Shortly after 9/11, he moved back to Dallas and in with his parents. He took a new position at Hunt Sports Group, under the guidance of his late father and business icon Lamar Hunt. His timing was less than ideal. It was the same day Major League Soccer discreetly went out of business—so quiet that the public didn’t find out until 2016. It didn’t make headlines, but it did not matter; Hunt was once again out of a job. “Congratulations, you’ve been hired and fired on the same day,” joked his brother Clark Hunt, owner of the Kansas City Chiefs.
Lamar Hunt, billionaire Philip Anschutz and the Kraft family pumped money into MLS to save it, and the league never missed a season. The Hunt family secured FC Dallas operations, with a price tag of $0 and Hunt dove into the soccer business. He took over as interim president of FC Dallas in 2012 and dropped the “interim” part of his title in 2014. He has since advanced the franchise further than his father ever dreamed. “FC Dallas is an $800 million business,” he says with pride. “And I’m well into the nine digits on sponsorship sales.”
In 2017, Hunt became chairman of Dallas’ host city bid for the 2026 FIFA Men’s World Cup—the same job his father held for the ’94 competition. “I had big shoes to fill,” Hunt says. “But frankly, I’m doing it much bigger than my dad.”
Monica Paul, executive director of the Dallas Sports Commission, praises his work. “Dan has been a rock,” she says. “He’s very steady in his conviction and is passionate about pushing for the semifinal and final.”
After a half-decade of planning, pitching, and praying, it is now official. FIFA announced in June that AT&T Stadium in Arlington would be a host site for the world’s biggest sporting event. But the battle for the final, International Broadcast Center, and referee headquarters has just begun. The event is projected to infuse $400 million into the region’s economy. But Hunt is more bullish. “Should AT&T Stadium host six or seven games, which we expect to, we’re going to be talking about billions in economic impact,” he says. “With the International Broadcast Center and the referee headquarters that we’re trying to score, and having a few national teams here in the community, it’s well into the billions.”

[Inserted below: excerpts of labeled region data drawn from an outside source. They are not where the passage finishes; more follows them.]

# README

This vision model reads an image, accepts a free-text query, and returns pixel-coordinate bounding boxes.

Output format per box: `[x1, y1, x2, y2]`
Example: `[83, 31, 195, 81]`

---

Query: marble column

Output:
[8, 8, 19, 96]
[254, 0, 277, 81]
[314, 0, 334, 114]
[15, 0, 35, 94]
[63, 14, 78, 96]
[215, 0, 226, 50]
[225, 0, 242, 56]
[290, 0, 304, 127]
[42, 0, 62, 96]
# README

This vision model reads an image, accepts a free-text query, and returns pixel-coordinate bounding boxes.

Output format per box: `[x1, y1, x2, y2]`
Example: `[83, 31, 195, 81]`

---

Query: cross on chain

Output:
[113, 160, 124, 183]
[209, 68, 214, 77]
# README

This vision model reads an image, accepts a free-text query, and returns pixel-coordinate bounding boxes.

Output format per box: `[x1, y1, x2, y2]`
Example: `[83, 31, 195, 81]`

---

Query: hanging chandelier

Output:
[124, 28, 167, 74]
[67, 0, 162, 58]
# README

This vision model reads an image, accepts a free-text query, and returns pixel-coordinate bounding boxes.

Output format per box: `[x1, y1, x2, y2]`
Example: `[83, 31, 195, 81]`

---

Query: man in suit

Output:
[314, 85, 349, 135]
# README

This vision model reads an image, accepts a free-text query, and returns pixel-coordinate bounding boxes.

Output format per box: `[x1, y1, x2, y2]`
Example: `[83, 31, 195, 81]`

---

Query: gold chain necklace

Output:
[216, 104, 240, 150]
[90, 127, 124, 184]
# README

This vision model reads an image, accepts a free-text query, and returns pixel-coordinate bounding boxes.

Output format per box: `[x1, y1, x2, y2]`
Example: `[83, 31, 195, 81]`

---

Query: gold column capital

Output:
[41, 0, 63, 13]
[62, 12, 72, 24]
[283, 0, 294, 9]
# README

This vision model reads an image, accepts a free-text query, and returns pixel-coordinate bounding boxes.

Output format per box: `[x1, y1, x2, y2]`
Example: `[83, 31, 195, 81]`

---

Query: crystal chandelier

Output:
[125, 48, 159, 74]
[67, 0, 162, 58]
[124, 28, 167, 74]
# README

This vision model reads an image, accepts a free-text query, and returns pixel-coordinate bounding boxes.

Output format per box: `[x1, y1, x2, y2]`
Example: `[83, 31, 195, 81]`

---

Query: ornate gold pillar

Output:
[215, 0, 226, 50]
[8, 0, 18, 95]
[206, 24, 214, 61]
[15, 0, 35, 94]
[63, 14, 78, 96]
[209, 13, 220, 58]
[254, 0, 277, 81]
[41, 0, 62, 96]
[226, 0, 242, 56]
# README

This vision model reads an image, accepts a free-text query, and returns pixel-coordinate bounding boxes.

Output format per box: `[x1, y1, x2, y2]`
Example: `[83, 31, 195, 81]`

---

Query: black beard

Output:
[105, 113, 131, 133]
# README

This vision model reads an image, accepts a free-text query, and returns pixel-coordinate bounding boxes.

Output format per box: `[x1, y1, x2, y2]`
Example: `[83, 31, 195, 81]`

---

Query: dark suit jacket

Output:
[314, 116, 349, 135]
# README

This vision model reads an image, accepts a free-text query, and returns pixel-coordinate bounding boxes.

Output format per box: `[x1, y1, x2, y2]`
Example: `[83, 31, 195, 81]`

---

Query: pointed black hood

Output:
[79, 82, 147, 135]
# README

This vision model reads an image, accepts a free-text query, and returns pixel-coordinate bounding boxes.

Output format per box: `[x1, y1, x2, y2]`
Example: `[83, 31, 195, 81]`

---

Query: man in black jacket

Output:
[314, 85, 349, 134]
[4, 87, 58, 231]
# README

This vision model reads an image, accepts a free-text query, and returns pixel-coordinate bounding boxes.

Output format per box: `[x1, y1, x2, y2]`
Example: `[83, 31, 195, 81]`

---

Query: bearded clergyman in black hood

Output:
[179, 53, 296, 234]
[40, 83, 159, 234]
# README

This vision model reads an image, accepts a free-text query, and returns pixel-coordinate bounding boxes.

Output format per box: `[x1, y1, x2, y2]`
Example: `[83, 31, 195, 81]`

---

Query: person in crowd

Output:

Over the next eight to 12 months, Hunt, Paul, and Jerry Jones will lead the charge for DFW’s bid to become a main hub for the World Cup action. “We’re in one of the most economically vibrant cities in the world,” Hunt says. “DFW can do things no other [region] in the world can.”
He believes we’re embarking upon the greatest decade in American soccer history. MLS has expansion possibilities; the league recently inked a $2.5 billion media deal with Apple TV; the National Women’s Soccer League is burgeoning; and by the time the 2026 World Cup rolls around, Hunt believes the Men’s National Team will be the best America has ever seen.
Throughout it all, he plans to continue enhancing the local soccer scene through youth initiatives, Toyota Stadium events, FC Dallas sponsorships, and more. “If someone wants to take this job from me,” he says, “they’re going to have to pry it out of my cold, dead hands.”